Banning sugared beverages from schools will limit children’s access to calorie-laden sodas and sports drinks but will do little to lower their overall intake of the drinks, according to new research.
Adolescents — no surprise — are adept at finding ways to get the things they can’t have, so state policies banning all sugar-sweetened drinks from public schools and providing only water, milk or 100% fruit juices hasn’t had the intended effect of steering kids away from drinking sugared drinks: the average teen consumes about 300 calories per day — that’s nearly 15% of his daily calories — in sweetened beverages, and the food and beverage industry is only too happy to feed this need.
Researchers tracking 6,900 fifth-graders from public schools in 40 states through the eighth grade found that 85% of eighth graders reported drinking a sugared beverage at least once a week (about 30% said they drank them every day), regardless of whether their schools banned them or not.
The strict policies weren’t a total wash, however: nearly 2% fewer students reported downing sweetened sodas or sports drinks between the fifth and eighth grades if their schools banned these drinks over that time, compared to schools with less restrictions.
Experts such as Daniel Taber, the study’s lead author, are concerned about overconsumption of sugar-sweetened beverages because it can lead to obesity and metabolic disorders such as diabetes and heart disease.
“The policies work in the sense that the comprehensive policies that ban all sugar-sweetened beverages are supposed to reduce access to the drinks in schools, and that’s exactly what they did do,” says Taber, a post-doctoral fellow at the University of Illinois’ Institute for Health Research and Policy. “We were hoping the policies would lead to lower consumption but we didn’t find any evidence of that.”
The research, published in the Archives of Pediatrics and Adolescent Medicine, highlights the fact that changing teen beverage preferences will take a lot more than simply limiting their availability in schools. “Schools are absolutely an important piece of the puzzle, but not the only piece, and that’s the main message of this study,” says Jamie Chriqui, one of the authors at the Institute. “If we want to reduce middle schoolers’ consumption of sugar-sweetened beverages, we can’t rely on schools alone to address that problem.”
Other strategies include providing healthier alternatives, such as water, low-fat milk and 100% fruit juices and limiting student access to fast-food restaurants, malls and convenience stores where they can easily fill up on the less nutritious drinks that are banned at school.
Cutting consumption may also require more rigorous enforcement of no-sugary-drinks policies in schools themselves.
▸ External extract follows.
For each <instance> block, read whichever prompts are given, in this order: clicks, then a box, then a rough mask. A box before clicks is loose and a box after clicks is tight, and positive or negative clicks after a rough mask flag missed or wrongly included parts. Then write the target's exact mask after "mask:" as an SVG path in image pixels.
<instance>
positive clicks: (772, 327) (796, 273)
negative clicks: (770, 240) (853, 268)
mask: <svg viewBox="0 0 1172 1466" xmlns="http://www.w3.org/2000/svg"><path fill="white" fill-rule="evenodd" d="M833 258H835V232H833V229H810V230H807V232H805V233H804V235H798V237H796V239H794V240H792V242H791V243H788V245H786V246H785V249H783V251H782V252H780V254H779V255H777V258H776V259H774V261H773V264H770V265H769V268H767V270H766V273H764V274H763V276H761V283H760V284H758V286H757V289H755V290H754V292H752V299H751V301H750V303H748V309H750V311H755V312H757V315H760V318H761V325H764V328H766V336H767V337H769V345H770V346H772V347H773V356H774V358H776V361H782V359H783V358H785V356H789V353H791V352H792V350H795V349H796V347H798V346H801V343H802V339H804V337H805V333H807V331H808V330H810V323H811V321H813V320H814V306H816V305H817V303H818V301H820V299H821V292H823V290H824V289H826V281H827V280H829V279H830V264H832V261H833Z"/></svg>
In the study, about 20% of students said they purchased sodas or sports drinks even at schools where only water, milk and 100% fruit juices were supposed to be available for sale. Some of that discrepancy could be due to the students’ misunderstanding of what constituted a sugared beverage – some may have considered 100% fruit juices to be a sugar-sweetened beverage, for example — but the results are still worrying.
“There is a tremendous amount of variation in how schools are defining sugar-sweetened beverages, in where they are selling them, and also the time of day [the drinks are sold], and to which grade levels,” says Chriqui. Students have many ways of accessing sugared drinks outside of the school lunch program, including vending machines, school stores and cafeteria a la carte offerings that students pay for themselves rather than with lunch vouchers. Depending on how administrators interpret state policies on restricting access to these drinks in middle school, students may not have the option of getting sodas, for example, with their state-sponsored lunch but may be able to purchase them from a cashier or at a vending machine.
That’s why any program to limit students’ consumption of sweetened beverages will have to take a holistic approach, involving not just school officials but other members of the community where children live and play—from fast-food vendors to parents to those running after-school programs. Coordinating such an effort will be a challenge; the average teen consumes about 300 calories per day — that’s nearly 15% of his daily calories — in sweetened beverages, and the food and beverage industry is only too happy to feed this need. Plus, many schools rely on the revenue provided by vending machines that sell sugar-sweetened drinks, so some administrators may not be so eager to remove them.
Still, Taber notes that it’s not impossible to make the drastic changes that might be needed. Parents and other adults who work with students can serve as role models by limiting their consumption of sodas and energy drinks, especially in front of children, and consistent messages from educators and the government about healthier drinks such as water, milk and 100% fruit juice should also help. “Efforts to reduce tobacco use in children had the same struggles about regulating where tobacco could be marketed and sold,” he says. “We were successful in that arena, so just because there are challenges doesn’t mean we can’t utilize the same strategies.”